Peer review and research integrity: a personal view

In our latest Peer Review Week related blog, Jocelyn Wogan-Browne, Professor Emerita, Fordham University and previous Director of York Medieval Press, shares her personal views on the importance of Peer Review as a writer, an editor and a reviewer.

It’s difficult to get people to undertake peer reviewing these days: most academics are extremely busy and barely have time to do their own research let alone evaluate that of others. Nevertheless peer review rightly persists as the gold standard for academic work, for all the obvious reasons: guarantee of quality, a guard against undue influence or favoritism. It ‘takes a village’ to produce a good piece of research and analysis: no one can go it alone without predecessors or ongoing conversations in research communities.  Peer review is an important part of those conversations: a rare chance to have informed and engaged practitioners look hard at your work and offer constructive response and judgement. Just as a PhD viva or defence is not simply an alarming prospect of judgment but a seldom repeated opportunity to have readers of multiple expertise fully focused on one’s work, so too peer review is an opportunity without which we would all be the poorer.  

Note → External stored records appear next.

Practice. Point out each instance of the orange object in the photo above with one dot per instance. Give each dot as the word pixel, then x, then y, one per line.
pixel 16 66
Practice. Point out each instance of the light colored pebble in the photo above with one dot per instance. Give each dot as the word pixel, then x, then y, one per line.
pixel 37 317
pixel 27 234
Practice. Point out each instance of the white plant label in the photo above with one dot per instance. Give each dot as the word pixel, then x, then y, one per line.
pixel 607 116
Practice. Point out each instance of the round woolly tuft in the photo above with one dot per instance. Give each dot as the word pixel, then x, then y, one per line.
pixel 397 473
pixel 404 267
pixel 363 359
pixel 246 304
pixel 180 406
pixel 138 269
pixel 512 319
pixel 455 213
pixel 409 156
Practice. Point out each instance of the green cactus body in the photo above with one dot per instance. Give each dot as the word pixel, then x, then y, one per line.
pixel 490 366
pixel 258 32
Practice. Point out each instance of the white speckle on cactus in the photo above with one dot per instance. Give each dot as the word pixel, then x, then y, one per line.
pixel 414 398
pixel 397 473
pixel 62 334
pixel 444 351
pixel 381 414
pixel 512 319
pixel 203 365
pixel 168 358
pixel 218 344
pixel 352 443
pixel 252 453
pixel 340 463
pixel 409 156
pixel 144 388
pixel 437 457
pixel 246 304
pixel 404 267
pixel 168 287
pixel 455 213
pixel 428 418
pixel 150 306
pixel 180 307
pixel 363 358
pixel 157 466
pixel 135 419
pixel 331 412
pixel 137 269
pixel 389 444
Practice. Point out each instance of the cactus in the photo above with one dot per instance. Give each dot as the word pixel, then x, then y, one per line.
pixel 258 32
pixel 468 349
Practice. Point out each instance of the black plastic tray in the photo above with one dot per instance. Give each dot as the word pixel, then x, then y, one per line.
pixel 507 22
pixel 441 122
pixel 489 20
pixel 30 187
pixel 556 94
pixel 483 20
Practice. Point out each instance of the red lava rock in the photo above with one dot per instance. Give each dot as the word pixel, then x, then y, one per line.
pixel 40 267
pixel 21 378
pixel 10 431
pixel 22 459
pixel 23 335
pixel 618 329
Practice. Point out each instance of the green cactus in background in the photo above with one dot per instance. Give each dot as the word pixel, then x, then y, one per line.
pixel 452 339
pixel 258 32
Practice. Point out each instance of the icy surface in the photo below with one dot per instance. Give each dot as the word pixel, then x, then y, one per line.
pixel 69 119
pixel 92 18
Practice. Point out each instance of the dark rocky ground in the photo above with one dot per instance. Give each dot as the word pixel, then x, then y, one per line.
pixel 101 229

      I want to speak more personally of the advantages of the system both as a writer and as a reviewer.  I have often received close criticism of a piece with a sense of initial alarm, perhaps even affront (they want to change my hard thought-out points and words!!). After this initial self-protective and egotistic response, I have always eventually seen the reviewer’s point of view and felt profoundly grateful.  After you calm down, it is quite clear that you’ve been saved from many bêtises or that your argument has been tightened or that the section you were so proud of really was digressive and you will get more sustained attention from your readers if you ditch it.  If you honestly disagree ultimately over some points, you can make a case for that while undertaking the suggestions and remedies you do find helpful. The really frustrating thing is to have a lazy editor/peer reviewer who simply says, ‘yes that’s fine’  rather than putting in the analytic sweat that’s going to notch your work up several degrees.   Although many academic acknowledgements serve in part as pedigree for the work with the more great names the better, there is a great deal of heartfelt gratitude rightly expressed in for readers who have given their time and insight generously to another person’s work. The obvious disadvantage of peer review – decisions take longer – has in this respect a silver lining: by the time you receive peer review you have some distance on your work and are well placed to make good use of the review.

    As a peer reviewer, I often feel something isn’t right and have to read and re-read in order to articulate my reasons for feeling so in terms that can be acted upon effectively (possibly cursing the extra time involved as I do so). Walking the tight-rope between helping the best possible version of the author’s piece to emerge and being unduly and counterproductively exigent (trying to insist on a rewriting towards what you would have written yourself or towards your own themes and interests) isn’t easy. But if you don’t walk it, you risk being rather useless on the one hand or prone to shrinking the world of possibilities to your own measure on the other.  And of course, if you never undertake peer review your sense of what’s going on in your own and adjacent fields is correspondingly restricted or outdated.  

    On either side, peer review is a relation of intrinsic value when properly pursued. Doing without it impoverishes academic work. People who do it well out of a mixture of generosity, a sense of what the subject needs and serious analytic attention to others’ work give real and significant service. How delighted we all are when our students take constructive criticism and run with it perhaps beyond the original vision of the criticism, and how much this should be a model for post- graduation academic production.  Those who receive good peer review flourish intellectually and so do our fields of work.